Path dependency is important to know

Knowing how you got into a situation can help you get out

Jan 12, 2021

Thanks to a frickin’ coup attempt happening last week and the increasingly horrifying wave of news and details following it, I barely got any work done and that state is likely to continue for a period of time. Thus, no continuation of the Eclipse post from last week because I can’t concentrate. But I did promise myself that I will post one thing a week, so instead I’ll riff off some themes that came up during the course of life this week.

A lantern pangolin at the Bronx Zoo’s holiday light festival this year, a rare instance of me going outside.

This week I want to write a bit about path dependency, because as someone who works on products and has to guide where a product will be headed in the future, it’s an important concept.

The basic, overbroad, idea about path dependency is that “history matters”. That is, decisions being made today have been influenced by decisions and events in the past. The implication is that the best/most rational solution for a given situation might not be chosen, or even available, due to historical reasons. The path taken to reach a certain point has lasting effects. It’s a concept that pops up within the social sciences, especially political science and economics.

Ever have the conversation where someone asks “Why don’t we use Hot New Tech T?” only to find that the answer is “Our tech stack is built on P which predates T’s stack by 5 years and we’d have to rearchitect the whole app. It’d cost too much for no benefit.”? That’s an example of the effects of path dependency. Even if Hot New Tech T is the clear winner, there are historical barriers to adopting it.

If everything was built in Java because the codebase came from an enterprise environment built in the mid-2000s, you’d need a HUGE compelling reason to migrate the full stack to Python, Golang, or whatever. That’s why there’s all that COBOL code running in banks and stuff. It works no one wants to risk touching it.

In more data science-y terms, we’re all living within a giant optimization problem and running hill-climbing algorithms and our efforts are always homing in on local maxima that might trap us.

So how does path dependency relate to making new product?

Since I constantly take a historical view upon events and tech, I obviously think a lot about this as I work. Specifically, the evolution of a product is a path with many decisions where it’s not clear what the optimal choice is for any given decision. Choosing to do SOMETHING despite the uncertainty is what makes the job of the product manager/product lead so difficult, and my job as a Data Scientist/Analyst/UX Researcher is to provide information to help make those choices just a tiny bit more rational.

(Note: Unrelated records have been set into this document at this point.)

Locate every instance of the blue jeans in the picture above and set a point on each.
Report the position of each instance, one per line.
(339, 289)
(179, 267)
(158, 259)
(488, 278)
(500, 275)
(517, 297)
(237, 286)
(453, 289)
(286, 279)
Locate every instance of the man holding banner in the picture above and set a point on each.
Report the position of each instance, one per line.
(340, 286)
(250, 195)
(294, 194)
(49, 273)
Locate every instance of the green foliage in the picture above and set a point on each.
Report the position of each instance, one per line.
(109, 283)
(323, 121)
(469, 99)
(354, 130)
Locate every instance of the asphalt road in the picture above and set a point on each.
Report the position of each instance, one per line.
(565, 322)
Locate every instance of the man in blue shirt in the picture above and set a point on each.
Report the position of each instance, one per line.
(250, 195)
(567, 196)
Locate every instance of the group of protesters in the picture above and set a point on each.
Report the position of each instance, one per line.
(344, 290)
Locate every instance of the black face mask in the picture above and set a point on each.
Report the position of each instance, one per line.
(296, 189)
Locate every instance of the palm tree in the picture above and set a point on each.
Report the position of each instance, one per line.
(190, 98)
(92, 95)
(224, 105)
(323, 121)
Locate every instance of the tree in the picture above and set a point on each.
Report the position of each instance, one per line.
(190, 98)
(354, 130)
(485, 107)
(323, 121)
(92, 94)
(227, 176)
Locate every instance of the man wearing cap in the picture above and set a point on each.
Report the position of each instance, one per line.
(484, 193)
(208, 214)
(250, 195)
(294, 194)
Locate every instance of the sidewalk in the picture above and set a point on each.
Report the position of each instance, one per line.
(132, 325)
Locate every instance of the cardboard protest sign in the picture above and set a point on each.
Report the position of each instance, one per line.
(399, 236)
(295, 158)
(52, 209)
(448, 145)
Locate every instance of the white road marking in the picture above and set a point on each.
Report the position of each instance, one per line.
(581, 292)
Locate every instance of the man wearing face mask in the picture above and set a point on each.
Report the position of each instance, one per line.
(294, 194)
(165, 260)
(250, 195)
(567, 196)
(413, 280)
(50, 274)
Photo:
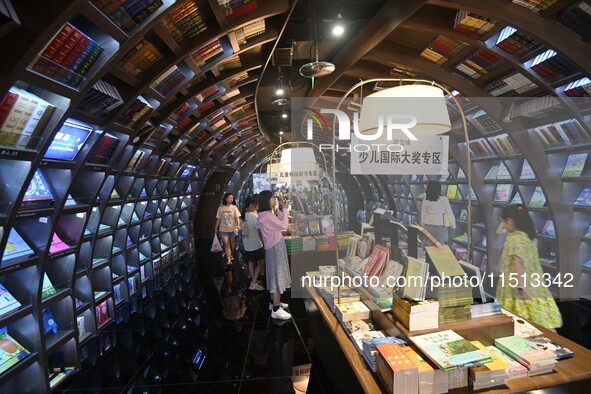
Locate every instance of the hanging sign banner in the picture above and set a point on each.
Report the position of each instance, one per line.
(293, 172)
(428, 155)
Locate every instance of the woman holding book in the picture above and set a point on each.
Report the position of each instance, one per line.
(277, 266)
(228, 224)
(436, 214)
(254, 252)
(522, 291)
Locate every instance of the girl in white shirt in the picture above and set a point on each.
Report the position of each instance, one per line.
(254, 252)
(432, 210)
(228, 224)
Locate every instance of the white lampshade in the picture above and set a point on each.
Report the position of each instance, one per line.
(297, 155)
(425, 102)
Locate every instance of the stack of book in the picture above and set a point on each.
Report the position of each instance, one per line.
(9, 20)
(536, 360)
(140, 58)
(494, 373)
(135, 161)
(135, 112)
(416, 315)
(308, 243)
(355, 310)
(322, 242)
(551, 66)
(127, 14)
(577, 18)
(369, 348)
(441, 49)
(566, 132)
(331, 295)
(293, 243)
(250, 31)
(204, 95)
(100, 99)
(535, 5)
(103, 151)
(396, 370)
(180, 112)
(67, 57)
(515, 42)
(482, 309)
(185, 22)
(579, 88)
(503, 145)
(510, 85)
(431, 380)
(480, 148)
(23, 117)
(472, 24)
(454, 301)
(485, 122)
(208, 52)
(478, 64)
(234, 8)
(449, 350)
(168, 81)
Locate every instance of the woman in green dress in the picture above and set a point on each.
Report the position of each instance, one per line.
(523, 286)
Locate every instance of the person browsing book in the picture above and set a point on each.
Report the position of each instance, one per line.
(228, 224)
(254, 252)
(520, 259)
(277, 266)
(436, 214)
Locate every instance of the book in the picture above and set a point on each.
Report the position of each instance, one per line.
(11, 352)
(548, 229)
(574, 165)
(560, 352)
(449, 350)
(503, 193)
(584, 198)
(526, 172)
(16, 247)
(7, 302)
(538, 200)
(396, 369)
(49, 323)
(38, 193)
(57, 245)
(47, 288)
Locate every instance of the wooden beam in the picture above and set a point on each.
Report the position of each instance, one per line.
(390, 16)
(553, 33)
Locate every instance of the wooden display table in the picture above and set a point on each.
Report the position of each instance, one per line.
(573, 369)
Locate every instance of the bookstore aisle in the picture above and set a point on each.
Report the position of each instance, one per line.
(124, 122)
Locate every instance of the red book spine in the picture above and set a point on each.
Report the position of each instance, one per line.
(6, 105)
(67, 47)
(59, 39)
(76, 51)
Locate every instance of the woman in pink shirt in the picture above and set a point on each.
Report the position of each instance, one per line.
(277, 266)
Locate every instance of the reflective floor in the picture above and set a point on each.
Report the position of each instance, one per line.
(248, 354)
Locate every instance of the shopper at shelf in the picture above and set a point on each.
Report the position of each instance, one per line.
(277, 266)
(436, 214)
(254, 252)
(527, 296)
(228, 224)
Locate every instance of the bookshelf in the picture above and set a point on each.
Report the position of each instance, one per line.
(114, 229)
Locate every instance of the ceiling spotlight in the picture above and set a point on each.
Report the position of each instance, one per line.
(338, 29)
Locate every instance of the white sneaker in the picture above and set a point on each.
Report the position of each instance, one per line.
(281, 304)
(281, 314)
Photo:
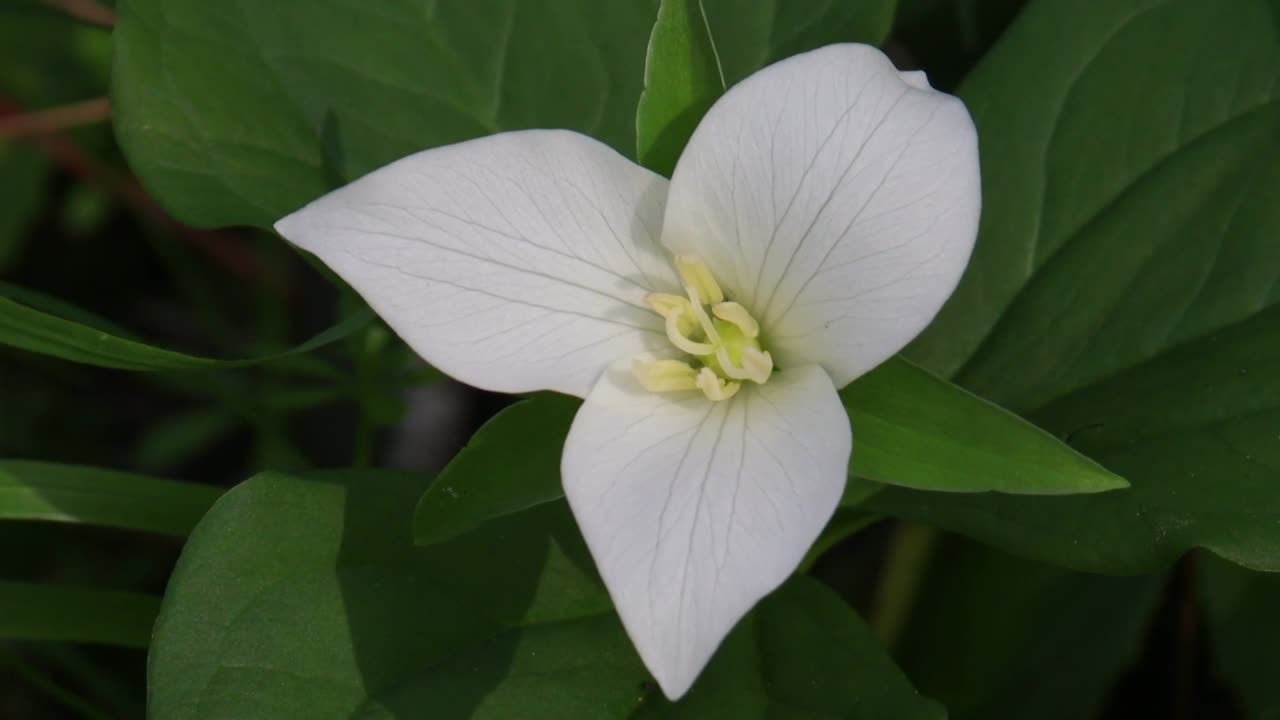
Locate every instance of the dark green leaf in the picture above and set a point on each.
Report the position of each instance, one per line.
(992, 636)
(1240, 609)
(336, 90)
(914, 429)
(483, 482)
(33, 331)
(63, 614)
(22, 173)
(307, 597)
(71, 493)
(681, 81)
(1124, 294)
(910, 428)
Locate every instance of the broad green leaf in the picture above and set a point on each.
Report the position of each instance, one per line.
(64, 614)
(22, 174)
(681, 81)
(752, 35)
(910, 428)
(685, 69)
(1124, 292)
(1240, 613)
(71, 493)
(483, 482)
(914, 429)
(31, 329)
(337, 90)
(307, 595)
(992, 636)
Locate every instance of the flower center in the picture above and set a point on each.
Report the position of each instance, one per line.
(721, 336)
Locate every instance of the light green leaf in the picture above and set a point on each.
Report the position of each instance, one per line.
(64, 614)
(681, 81)
(71, 493)
(1240, 613)
(914, 429)
(337, 90)
(992, 636)
(309, 595)
(30, 329)
(1124, 292)
(752, 35)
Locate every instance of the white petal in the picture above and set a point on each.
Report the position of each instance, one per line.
(694, 510)
(836, 199)
(513, 263)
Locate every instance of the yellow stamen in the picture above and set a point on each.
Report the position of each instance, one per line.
(666, 304)
(736, 314)
(698, 276)
(723, 341)
(679, 327)
(664, 376)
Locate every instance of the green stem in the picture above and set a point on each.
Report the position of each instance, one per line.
(908, 560)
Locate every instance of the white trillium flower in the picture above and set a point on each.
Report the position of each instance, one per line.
(818, 218)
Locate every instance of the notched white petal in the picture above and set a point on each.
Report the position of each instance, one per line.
(694, 510)
(515, 263)
(837, 199)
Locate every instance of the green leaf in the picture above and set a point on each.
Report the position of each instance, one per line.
(910, 428)
(1124, 291)
(1240, 611)
(307, 595)
(33, 331)
(481, 482)
(914, 429)
(681, 81)
(337, 90)
(71, 493)
(23, 173)
(63, 614)
(752, 35)
(992, 636)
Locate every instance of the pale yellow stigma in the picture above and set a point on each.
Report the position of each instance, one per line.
(723, 343)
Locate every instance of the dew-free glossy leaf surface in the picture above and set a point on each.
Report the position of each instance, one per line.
(240, 113)
(481, 482)
(1240, 618)
(65, 614)
(1124, 292)
(752, 35)
(992, 636)
(681, 78)
(307, 597)
(915, 429)
(35, 331)
(910, 428)
(72, 493)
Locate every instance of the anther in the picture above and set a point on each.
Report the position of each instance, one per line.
(698, 276)
(737, 315)
(664, 376)
(716, 387)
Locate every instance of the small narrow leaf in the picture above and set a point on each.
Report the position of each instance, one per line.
(483, 483)
(63, 614)
(31, 329)
(71, 493)
(918, 431)
(681, 81)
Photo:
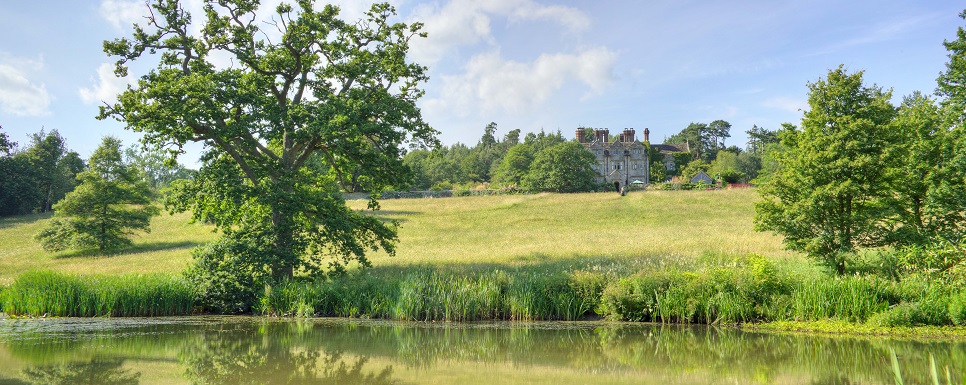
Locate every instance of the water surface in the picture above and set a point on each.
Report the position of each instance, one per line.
(252, 350)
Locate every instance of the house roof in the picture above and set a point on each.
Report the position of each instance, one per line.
(670, 147)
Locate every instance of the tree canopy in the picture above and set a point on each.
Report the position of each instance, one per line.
(307, 99)
(111, 204)
(827, 197)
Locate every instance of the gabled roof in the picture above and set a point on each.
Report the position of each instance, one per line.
(671, 147)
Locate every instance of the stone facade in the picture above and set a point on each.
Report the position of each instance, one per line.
(621, 162)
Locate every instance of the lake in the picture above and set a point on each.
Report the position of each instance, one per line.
(256, 350)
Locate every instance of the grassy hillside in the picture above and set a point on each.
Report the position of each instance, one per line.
(166, 248)
(470, 230)
(520, 228)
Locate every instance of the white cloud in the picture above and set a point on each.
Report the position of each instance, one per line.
(493, 84)
(122, 14)
(467, 22)
(18, 94)
(785, 103)
(106, 87)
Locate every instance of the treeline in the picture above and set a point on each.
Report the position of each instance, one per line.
(709, 153)
(549, 162)
(35, 177)
(540, 162)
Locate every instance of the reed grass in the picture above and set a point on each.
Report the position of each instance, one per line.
(707, 291)
(46, 293)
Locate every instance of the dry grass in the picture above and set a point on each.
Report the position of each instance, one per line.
(471, 230)
(167, 248)
(526, 228)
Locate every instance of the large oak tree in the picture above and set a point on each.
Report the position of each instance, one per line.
(829, 196)
(303, 98)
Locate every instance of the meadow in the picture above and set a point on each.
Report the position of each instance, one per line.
(655, 256)
(494, 231)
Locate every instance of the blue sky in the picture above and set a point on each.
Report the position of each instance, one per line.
(532, 64)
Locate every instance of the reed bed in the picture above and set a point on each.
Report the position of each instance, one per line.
(712, 290)
(46, 293)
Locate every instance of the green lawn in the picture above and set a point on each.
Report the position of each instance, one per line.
(166, 248)
(471, 230)
(524, 228)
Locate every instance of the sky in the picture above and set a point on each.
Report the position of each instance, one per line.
(530, 64)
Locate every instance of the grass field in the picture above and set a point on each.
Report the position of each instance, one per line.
(530, 228)
(167, 248)
(505, 230)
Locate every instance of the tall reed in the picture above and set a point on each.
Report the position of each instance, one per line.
(49, 293)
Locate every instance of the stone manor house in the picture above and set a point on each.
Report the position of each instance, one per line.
(626, 160)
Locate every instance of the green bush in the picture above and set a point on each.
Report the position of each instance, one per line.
(227, 275)
(957, 308)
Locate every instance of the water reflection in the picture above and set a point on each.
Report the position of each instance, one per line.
(95, 372)
(243, 350)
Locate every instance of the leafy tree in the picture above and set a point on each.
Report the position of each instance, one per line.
(718, 131)
(919, 172)
(565, 167)
(827, 197)
(658, 172)
(515, 166)
(321, 88)
(759, 137)
(726, 165)
(692, 168)
(54, 167)
(948, 193)
(33, 179)
(159, 169)
(111, 203)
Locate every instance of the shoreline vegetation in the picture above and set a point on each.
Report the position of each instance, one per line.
(751, 292)
(443, 273)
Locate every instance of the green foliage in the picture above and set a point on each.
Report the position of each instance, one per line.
(693, 168)
(328, 104)
(34, 179)
(704, 140)
(827, 198)
(726, 165)
(61, 295)
(157, 165)
(514, 166)
(109, 206)
(565, 167)
(659, 172)
(957, 308)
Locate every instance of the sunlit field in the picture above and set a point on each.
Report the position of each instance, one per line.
(506, 230)
(522, 228)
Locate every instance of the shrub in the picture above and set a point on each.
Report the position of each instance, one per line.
(226, 276)
(957, 308)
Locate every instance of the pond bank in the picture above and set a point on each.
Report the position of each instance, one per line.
(716, 290)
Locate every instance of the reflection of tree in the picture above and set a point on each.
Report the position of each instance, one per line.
(272, 356)
(107, 372)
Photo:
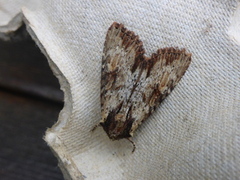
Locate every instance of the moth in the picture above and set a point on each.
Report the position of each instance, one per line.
(133, 85)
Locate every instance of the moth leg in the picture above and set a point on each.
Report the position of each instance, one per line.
(95, 127)
(134, 146)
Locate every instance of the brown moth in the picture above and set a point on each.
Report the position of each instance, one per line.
(133, 85)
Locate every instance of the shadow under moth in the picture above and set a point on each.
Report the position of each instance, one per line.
(133, 85)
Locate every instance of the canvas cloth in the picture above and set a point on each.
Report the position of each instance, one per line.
(194, 134)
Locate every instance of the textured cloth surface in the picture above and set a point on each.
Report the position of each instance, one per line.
(194, 134)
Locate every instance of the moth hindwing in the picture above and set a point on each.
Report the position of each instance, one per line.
(133, 85)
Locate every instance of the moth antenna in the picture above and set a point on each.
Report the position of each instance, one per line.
(95, 127)
(134, 146)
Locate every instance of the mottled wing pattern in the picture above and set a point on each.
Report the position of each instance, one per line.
(132, 85)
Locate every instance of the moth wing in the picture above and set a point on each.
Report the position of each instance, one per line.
(121, 48)
(159, 76)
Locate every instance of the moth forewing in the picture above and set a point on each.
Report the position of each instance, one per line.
(132, 85)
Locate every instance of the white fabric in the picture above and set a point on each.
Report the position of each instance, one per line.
(194, 134)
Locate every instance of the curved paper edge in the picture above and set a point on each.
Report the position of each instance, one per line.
(67, 166)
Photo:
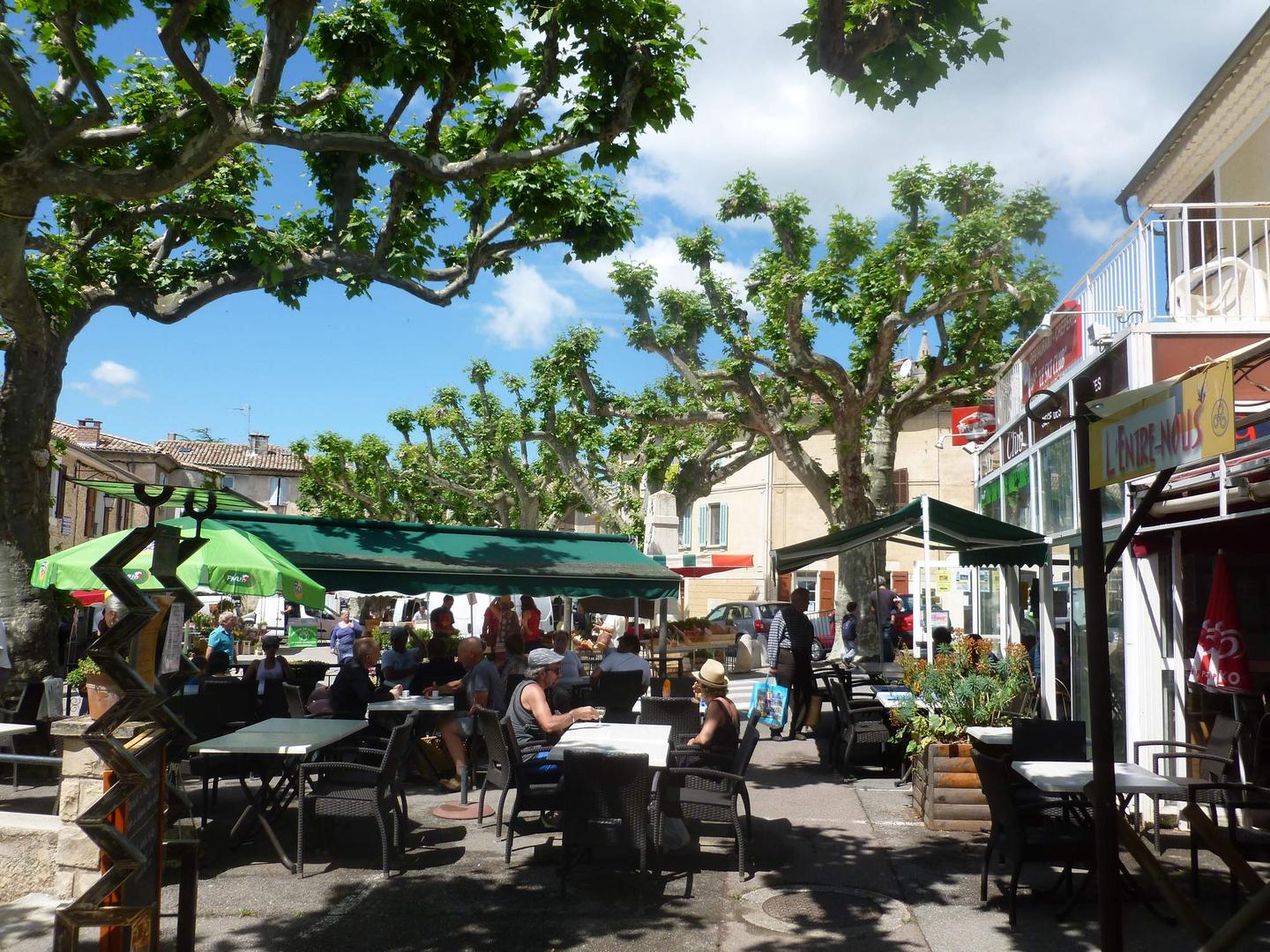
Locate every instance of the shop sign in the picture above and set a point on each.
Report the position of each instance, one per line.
(973, 424)
(1013, 442)
(1044, 358)
(1186, 421)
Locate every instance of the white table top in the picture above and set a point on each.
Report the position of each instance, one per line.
(280, 735)
(652, 739)
(1005, 736)
(1073, 776)
(415, 703)
(892, 698)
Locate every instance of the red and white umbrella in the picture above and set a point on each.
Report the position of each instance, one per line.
(1221, 661)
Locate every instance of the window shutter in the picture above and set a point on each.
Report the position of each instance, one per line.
(900, 487)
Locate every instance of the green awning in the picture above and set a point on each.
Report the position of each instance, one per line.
(979, 539)
(358, 555)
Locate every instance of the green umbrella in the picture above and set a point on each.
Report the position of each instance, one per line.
(231, 562)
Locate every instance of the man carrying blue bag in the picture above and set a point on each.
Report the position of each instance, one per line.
(788, 657)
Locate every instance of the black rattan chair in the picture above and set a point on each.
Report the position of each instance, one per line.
(617, 692)
(706, 795)
(349, 788)
(1033, 833)
(683, 714)
(530, 795)
(498, 772)
(1215, 761)
(605, 811)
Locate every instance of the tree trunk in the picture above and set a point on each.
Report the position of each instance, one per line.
(28, 398)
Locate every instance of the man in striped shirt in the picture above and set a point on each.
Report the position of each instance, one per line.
(788, 657)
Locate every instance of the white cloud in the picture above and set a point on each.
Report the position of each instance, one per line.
(528, 309)
(1085, 93)
(111, 383)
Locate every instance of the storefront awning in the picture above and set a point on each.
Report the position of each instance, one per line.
(981, 539)
(693, 566)
(360, 555)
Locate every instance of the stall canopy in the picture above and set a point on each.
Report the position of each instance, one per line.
(979, 539)
(360, 555)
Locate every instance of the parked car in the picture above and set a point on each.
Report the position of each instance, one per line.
(756, 619)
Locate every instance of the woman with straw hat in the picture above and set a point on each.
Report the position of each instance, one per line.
(721, 730)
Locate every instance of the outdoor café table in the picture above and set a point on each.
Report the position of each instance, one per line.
(652, 739)
(285, 738)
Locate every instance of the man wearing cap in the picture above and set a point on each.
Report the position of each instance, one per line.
(626, 658)
(534, 726)
(482, 687)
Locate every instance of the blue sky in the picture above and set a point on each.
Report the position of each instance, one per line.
(1085, 93)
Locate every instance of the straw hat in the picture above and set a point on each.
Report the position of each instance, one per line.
(712, 675)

We’re all just blindly fumbling our way into the future making vaguely-rational choices based on limited information and guesses. That’s fine, because that’s how these things work. The problem is when success comes and the path taken slowly petrifies into lore and dogma.

We need to recognize that we’re forever embedded within a given path in the arc of history because there will be times when we do get stuck at a local maxima and we need to discover a way out.

These local maxima manifests in very curious ways. Very often, it becomes a blind spot, an unconscious sacred cow that even people who know to question sacred cows might not see.

One interesting example

One interesting example of this behavior is when people develop tunnel-vision around a certain problem because it’s the most recent design decision being made.

One time at work, we had introduced a new expensive feature to a product. Then, perhaps because it’s an expensive feature, sales were not as high as management expects and a bunch of meetings were called to figure out what that is. Is it the signup flow? Is it bad marketing? Are people not understanding the feature? Et cetera.

Obviously, being on the UX team for that feature, I was pulled into some of those conversations, looking into the various funnels for friction points that we could improve the situation as best we can.

After doing a bunch of analysis, the answers were pretty clear: there are 2 high friction points for that product. First, there’s a critical ‘request an increase in resource quota to be able to purchase the feature’ step which requires permissions and interacting with a support process. Second, the feature costs a huge amount of money to start up, 5 figures to start.

Now, the quota request aspect was inserted into the flow because there’s lots of concerns about stock-outs. There’s a finite amount of hardware to go around, and you can’t let random users request 5-figures worth of equipment capacity for instant provisioning willy-nilly. You’re setting yourself up for embarrassment that way because no one keeps endless racks of servers on hot standby for customers that might never appear. Capacity planning is a very carefully organized art. So it makes sense to put this in when you’re not sure how much demand exists.

So, if you’re building a product that is facing lower-than-expected sales, which do you think is the bigger barrier to getting sales? A requirement that a user clicks a form and requests quota from customer support, or a “pay $10k button”?

From a pure UX perspective, ignoring all back-end engineering constraints, the cost is most likely the problem, not the added friction of a quota request. After all, if you’re prepared and authorized to spend $10k, 20k, 50k on a product, a quota request that interacts with a support person isn’t really going to stop you. Meanwhile, there’s all sorts of authorizations and bureaucracy needed to get authorized to spend so much in most companies I’ve worked in.

But the entire product team discussion revolved around understanding and fixing the signup form, which ultimately meant trying to improve the quota experience. There wasn’t anything of note left to change. The concept of “we must have a quota” had become so baked into the product design that it was becoming a blind. If only that friction could be reduced, sales would go up to where they should be.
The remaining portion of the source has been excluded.